April 29, 2005 | By: Aimee Heald-Nielson
LEXINGTON, Ky.

In the late 1970s, farmers could go to a central location, perhaps their local University of Kentucky Cooperative Extension Service office, to get the latest agricultural information. Whether they wanted weather, futures prices or the most recent blue mold information, they were able to download files to a box hooked to a television and a phone. 

UK Agricultural Meteorologist Tom Priddy said back then 100 farmers in Todd and Shelby counties tested the system called the Green Thumb project. It was the first test in the United States to use computers to disseminate educational information to people where they live. Stanford University evaluated the project and gave it a “thumbs up” so to speak. 

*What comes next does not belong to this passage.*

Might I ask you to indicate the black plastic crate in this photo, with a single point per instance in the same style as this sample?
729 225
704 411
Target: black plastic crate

These days, farmers can get the same information in their own homes via personal computers or they can get the information right in the field on a web-accessible cell phone or personal digital assistant (PDA). Priddy believes pocket computers, as they are sometimes called, have opened an unlimited pathway into people’s everyday lives. That’s why the UK Ag Weather Center has created a cell phone and PDA-friendly Web site.

“When farmers are out in the field, they need to know what the agricultural weather situation is right then – especially the current radar,” he said. “They don’t have time to go home and check the television or the computer; they need weather on the fly. Now, they’ll be able to access our Web site no matter where they are.”

Those with web-accessible cell phones and PDAs can visit the UK Ag Weather Center’s Web site at http://wwwagwx.ca.uky.edu/pda.shtml. They can access the latest forecasts,
outlooks, observations, weather maps, and radar images – customizable by zip code.

“This is also a great tool for emergency managers and storm spotters,” Priddy said. “It allows them to look at the radar images while they are spotting storms.”

Farmers and storm spotters are not the only users of weather on cell phones and PDAs. Priddy said anyone traveling would benefit from having weather instantly available.

“When you’re traveling you can always listen for the latest weather conditions on the radio, but you’ll only hear weather from the area you are currently in,” he said. “You may hear regional information, but if you have a web-accessible cell phone you can get information for the area you are traveling through and the all the areas ahead of you. It really helps plan trips and vacations.”

Priddy said the weather center is committed to using the latest technology to deliver weather information to Kentuckians.

“The potential is unlimited here,” he said. “This is latest way to disseminate educational information from Land Grant universities to the people we serve.”